For the past six months, a development team led by Indianapolis developer Herman Renfro has had exclusive rights to create a plan for a Nordstrom on Fourth Street and a family entertainment district on the riverfront.
Mr. Renfro said Tuesday that General Cinema Theatres, based in Boston, has committed to build a 14-screen riverfront movie theater with "stadium seating" that's sloped so patrons can watch a movie without peering over the head of the person in front of them.
In a report distributed to council Tuesday, Mr. Renfro said the city's share of the first phase of the riverfront plan would be roughly $47 million, and his costs would be about $45 million.
Mr. Udris stressed that the city wouldn't pay any of those costs from any existing budgets. Rather, either the city or Hamilton County, whoever builds the parking garages, would use parking revenues to pay off the garage debt. And rents and taxes paid by the businesses in the development would be used to fund road improvements, Mr. Udris said.

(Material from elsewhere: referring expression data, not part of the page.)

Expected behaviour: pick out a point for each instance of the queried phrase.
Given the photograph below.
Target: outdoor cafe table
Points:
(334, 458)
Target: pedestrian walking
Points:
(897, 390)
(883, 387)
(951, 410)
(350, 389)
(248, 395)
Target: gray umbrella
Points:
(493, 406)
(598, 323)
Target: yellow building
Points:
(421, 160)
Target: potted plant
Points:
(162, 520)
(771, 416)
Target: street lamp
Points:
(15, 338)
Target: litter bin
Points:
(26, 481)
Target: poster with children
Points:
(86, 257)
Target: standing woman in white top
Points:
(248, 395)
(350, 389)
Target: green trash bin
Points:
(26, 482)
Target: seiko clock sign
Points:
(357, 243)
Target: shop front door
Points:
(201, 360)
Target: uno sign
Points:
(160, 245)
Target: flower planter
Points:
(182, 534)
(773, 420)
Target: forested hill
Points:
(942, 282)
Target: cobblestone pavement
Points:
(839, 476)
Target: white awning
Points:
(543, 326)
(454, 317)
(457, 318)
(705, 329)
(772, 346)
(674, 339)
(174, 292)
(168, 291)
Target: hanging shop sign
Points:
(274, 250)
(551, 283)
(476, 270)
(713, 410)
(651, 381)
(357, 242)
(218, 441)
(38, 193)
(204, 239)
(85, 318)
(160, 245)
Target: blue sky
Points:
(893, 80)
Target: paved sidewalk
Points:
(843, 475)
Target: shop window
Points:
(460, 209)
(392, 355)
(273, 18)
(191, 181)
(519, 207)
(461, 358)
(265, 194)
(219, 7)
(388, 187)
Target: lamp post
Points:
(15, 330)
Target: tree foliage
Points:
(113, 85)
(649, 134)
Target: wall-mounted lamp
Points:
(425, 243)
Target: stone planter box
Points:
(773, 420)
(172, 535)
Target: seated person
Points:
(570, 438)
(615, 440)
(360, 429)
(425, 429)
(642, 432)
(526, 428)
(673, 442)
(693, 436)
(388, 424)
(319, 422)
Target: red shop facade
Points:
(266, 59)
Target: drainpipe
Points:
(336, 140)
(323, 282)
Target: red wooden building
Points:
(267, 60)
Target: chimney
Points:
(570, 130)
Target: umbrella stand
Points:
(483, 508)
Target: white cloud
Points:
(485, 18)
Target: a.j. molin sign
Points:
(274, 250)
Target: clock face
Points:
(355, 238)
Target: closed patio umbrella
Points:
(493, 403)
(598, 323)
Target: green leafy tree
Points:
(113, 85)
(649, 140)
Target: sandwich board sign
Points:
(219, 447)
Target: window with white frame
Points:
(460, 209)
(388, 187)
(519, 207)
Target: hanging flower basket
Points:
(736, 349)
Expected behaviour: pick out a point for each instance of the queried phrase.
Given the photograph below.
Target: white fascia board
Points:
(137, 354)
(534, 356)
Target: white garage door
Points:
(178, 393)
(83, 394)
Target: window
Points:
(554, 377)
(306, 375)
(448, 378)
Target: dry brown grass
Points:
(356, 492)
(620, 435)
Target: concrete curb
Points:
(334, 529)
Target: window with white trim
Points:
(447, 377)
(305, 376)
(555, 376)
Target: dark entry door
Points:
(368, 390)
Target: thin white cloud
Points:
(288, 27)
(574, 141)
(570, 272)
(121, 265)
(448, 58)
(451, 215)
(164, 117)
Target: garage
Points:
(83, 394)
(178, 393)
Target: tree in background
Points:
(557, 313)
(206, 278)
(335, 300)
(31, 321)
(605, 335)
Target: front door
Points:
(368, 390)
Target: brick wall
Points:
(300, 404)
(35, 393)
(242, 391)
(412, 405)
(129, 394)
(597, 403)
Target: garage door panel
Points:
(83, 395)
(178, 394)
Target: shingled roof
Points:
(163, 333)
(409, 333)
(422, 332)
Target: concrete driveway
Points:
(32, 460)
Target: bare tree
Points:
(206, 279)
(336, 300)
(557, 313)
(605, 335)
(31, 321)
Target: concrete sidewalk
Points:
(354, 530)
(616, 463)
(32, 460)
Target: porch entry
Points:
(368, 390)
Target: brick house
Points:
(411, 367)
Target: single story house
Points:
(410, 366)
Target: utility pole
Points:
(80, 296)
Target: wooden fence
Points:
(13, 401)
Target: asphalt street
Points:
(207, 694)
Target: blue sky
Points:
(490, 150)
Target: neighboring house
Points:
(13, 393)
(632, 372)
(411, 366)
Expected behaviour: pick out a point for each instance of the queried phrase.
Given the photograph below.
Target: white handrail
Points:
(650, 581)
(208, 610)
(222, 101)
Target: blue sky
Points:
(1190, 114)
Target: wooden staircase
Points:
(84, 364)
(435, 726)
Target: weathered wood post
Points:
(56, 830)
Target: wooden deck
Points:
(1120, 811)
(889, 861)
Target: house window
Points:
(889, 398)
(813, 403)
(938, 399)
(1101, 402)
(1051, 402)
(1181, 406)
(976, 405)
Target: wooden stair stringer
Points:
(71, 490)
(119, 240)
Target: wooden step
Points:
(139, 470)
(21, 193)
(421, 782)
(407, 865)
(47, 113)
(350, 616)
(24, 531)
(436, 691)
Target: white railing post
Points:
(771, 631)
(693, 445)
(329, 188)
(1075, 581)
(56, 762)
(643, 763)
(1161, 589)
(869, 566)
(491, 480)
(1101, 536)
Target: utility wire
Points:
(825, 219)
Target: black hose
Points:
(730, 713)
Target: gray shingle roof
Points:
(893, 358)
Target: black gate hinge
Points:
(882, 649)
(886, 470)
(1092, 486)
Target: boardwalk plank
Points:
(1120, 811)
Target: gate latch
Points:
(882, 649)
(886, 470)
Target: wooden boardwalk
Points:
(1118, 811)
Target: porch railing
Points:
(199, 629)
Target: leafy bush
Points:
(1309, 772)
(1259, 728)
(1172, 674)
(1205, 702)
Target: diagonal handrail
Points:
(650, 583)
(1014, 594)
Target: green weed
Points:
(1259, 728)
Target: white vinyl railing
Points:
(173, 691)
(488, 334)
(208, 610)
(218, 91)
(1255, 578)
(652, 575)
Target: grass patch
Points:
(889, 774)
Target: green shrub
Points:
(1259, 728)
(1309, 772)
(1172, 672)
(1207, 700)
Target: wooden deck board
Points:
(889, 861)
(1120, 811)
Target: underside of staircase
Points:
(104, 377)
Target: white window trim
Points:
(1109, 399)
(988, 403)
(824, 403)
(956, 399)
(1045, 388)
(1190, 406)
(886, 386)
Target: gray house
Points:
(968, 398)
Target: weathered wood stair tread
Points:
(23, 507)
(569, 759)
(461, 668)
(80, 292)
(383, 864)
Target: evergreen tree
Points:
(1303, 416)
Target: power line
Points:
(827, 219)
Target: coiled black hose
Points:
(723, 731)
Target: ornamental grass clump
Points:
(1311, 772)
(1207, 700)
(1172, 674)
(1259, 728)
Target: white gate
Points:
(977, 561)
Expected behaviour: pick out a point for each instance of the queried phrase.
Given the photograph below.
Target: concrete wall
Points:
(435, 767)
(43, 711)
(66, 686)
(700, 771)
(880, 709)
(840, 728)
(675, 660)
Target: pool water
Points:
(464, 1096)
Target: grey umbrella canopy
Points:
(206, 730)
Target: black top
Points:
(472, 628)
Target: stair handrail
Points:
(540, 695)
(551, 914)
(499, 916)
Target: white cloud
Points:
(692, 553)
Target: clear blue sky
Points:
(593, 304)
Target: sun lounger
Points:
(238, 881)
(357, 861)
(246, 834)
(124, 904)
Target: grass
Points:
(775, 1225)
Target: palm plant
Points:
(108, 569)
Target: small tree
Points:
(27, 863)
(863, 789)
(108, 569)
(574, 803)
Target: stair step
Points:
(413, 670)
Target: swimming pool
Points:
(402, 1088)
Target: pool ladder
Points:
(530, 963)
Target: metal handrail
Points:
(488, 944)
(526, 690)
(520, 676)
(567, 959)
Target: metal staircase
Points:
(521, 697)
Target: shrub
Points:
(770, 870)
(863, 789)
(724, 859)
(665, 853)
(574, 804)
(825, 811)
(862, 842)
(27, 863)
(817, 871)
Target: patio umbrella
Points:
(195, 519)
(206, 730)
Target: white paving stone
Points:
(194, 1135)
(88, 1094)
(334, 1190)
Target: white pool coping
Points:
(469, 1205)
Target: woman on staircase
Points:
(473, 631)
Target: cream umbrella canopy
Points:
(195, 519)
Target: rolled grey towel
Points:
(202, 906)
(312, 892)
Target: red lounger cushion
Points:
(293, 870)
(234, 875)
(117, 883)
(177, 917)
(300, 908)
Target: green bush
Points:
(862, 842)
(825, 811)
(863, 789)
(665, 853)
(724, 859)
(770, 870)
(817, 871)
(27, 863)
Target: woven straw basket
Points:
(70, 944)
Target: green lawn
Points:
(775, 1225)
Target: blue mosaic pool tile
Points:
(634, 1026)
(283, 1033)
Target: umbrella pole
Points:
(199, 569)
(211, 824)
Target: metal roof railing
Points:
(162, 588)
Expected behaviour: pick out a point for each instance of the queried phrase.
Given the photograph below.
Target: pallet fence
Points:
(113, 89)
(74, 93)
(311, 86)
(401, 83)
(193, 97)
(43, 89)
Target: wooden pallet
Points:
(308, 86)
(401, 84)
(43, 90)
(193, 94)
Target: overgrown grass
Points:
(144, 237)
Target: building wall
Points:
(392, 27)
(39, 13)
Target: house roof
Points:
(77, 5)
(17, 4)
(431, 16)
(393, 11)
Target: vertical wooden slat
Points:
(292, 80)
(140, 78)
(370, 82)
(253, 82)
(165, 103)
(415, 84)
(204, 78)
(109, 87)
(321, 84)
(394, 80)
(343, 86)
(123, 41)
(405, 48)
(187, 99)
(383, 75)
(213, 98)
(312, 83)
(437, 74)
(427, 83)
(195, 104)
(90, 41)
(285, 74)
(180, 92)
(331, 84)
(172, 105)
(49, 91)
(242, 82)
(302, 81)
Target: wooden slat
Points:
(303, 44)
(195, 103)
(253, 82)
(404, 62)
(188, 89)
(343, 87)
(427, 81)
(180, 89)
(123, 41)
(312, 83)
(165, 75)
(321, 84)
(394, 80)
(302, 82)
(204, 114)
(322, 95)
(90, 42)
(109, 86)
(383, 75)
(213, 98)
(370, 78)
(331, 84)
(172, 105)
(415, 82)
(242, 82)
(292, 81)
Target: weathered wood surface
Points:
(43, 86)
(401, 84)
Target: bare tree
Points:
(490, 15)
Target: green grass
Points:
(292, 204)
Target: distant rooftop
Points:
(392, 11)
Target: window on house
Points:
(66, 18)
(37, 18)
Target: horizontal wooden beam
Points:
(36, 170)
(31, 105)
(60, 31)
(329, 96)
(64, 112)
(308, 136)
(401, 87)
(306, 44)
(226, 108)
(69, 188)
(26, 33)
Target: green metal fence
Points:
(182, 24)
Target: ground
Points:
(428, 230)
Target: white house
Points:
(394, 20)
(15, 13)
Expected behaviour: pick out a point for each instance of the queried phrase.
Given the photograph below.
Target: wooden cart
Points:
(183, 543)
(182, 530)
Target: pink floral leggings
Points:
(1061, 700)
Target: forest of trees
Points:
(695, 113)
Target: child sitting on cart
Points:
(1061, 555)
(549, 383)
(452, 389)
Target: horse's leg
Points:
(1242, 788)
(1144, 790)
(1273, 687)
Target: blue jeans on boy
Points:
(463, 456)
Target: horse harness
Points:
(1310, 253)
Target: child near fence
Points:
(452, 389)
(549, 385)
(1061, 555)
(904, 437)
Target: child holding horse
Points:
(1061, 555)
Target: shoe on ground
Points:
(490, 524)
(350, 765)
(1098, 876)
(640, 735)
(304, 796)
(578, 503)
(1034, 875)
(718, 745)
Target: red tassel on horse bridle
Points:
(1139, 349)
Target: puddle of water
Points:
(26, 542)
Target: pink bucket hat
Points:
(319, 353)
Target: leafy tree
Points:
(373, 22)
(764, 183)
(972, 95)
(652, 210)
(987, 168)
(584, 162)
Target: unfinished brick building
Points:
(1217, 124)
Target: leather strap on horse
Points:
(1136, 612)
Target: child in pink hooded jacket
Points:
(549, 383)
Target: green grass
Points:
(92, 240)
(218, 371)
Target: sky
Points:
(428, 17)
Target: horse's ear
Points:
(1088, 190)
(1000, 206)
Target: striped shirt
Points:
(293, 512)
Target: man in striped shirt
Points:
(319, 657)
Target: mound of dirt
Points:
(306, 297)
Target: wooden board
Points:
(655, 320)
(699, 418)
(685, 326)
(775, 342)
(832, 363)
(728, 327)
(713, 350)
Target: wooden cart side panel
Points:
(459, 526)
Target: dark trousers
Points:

Mr. Renfro, who is not being paid by the city, also unveiled a new three-dimensional model of his riverfront plan to show just how the shops and restaurants he proposes would fit onto the city's riverfront.
All the businesses would be built atop parking garages to raise them out of the floodplain, but none would be so high as to compete with downtown's existing skyline, said Ro Shroff, an architect with Callison Architecture of Seattle who is working for Mr. Renfro.
But Mr. Shroff's renderings and model did not appear to sway critics Tuesday who continue to question whether the city administration's plan makes the most sense for the riverfront.
David Ginsburg, senior vice president of Downtown Cincinnati Inc., the advocacy group known as DCI, urged council to take care of downtown's ailing Fourth Street first and the riverfront later. He suggested the movie theater, which could draw as many as 2 million visitors a year, should be built in downtown's core instead of on the riverfront.
But council member Bobbie Sterne, chairwoman of council's Community Development Committee that discussed the plan Tuesday, was clearly impatient with the criticism.
She said city council has been discussing a plan for the riverfront for the past six or eight months, and nobody has approached her with "any great alternative" in that time.
"What I'm saying is speed it up a little bit and come forward with something that's real," said Mrs. Sterne, who is Mr. Udris' strongest ally for the administration's plan.
Mr. Udris echoed those sentiments in response to questions from Mr. Portune, who said the city would be wiser to concentrate on a convention center expansion and downtown housing than a "piecemeal" plan for the riverfront.
Mr. Udris said it's too expensive for the city to buy land in downtown's core to build the parking that a movie theater would need.
"I am very concerned that many people are being swayed by people's special interests in downtown," he said, rather than listening to the professional analysis that Mr. Renfro has provided.
But Mr. Portune said he's still not convinced that a massive riverfront development won't hurt existing shops and restaurants downtown.
Mr. Winburn said after the committee meeting he doesn't think Mr. Udris' recommendation to hold off on the administration's plan will save it.
"I'm saying we need to hold it all up and do it the right way," he said. "They didn't go far enough."
Mr. Winburn plans to introduce his proposal for more comprehensive riverfront planning at today's council meeting. Council members Dwight Tillery, Minette Cooper and Jeannette Cissell signed off on Mr. Winburn's plan Tuesday. He said he expects to get a fifth vote -- and therefore a council majority -- today.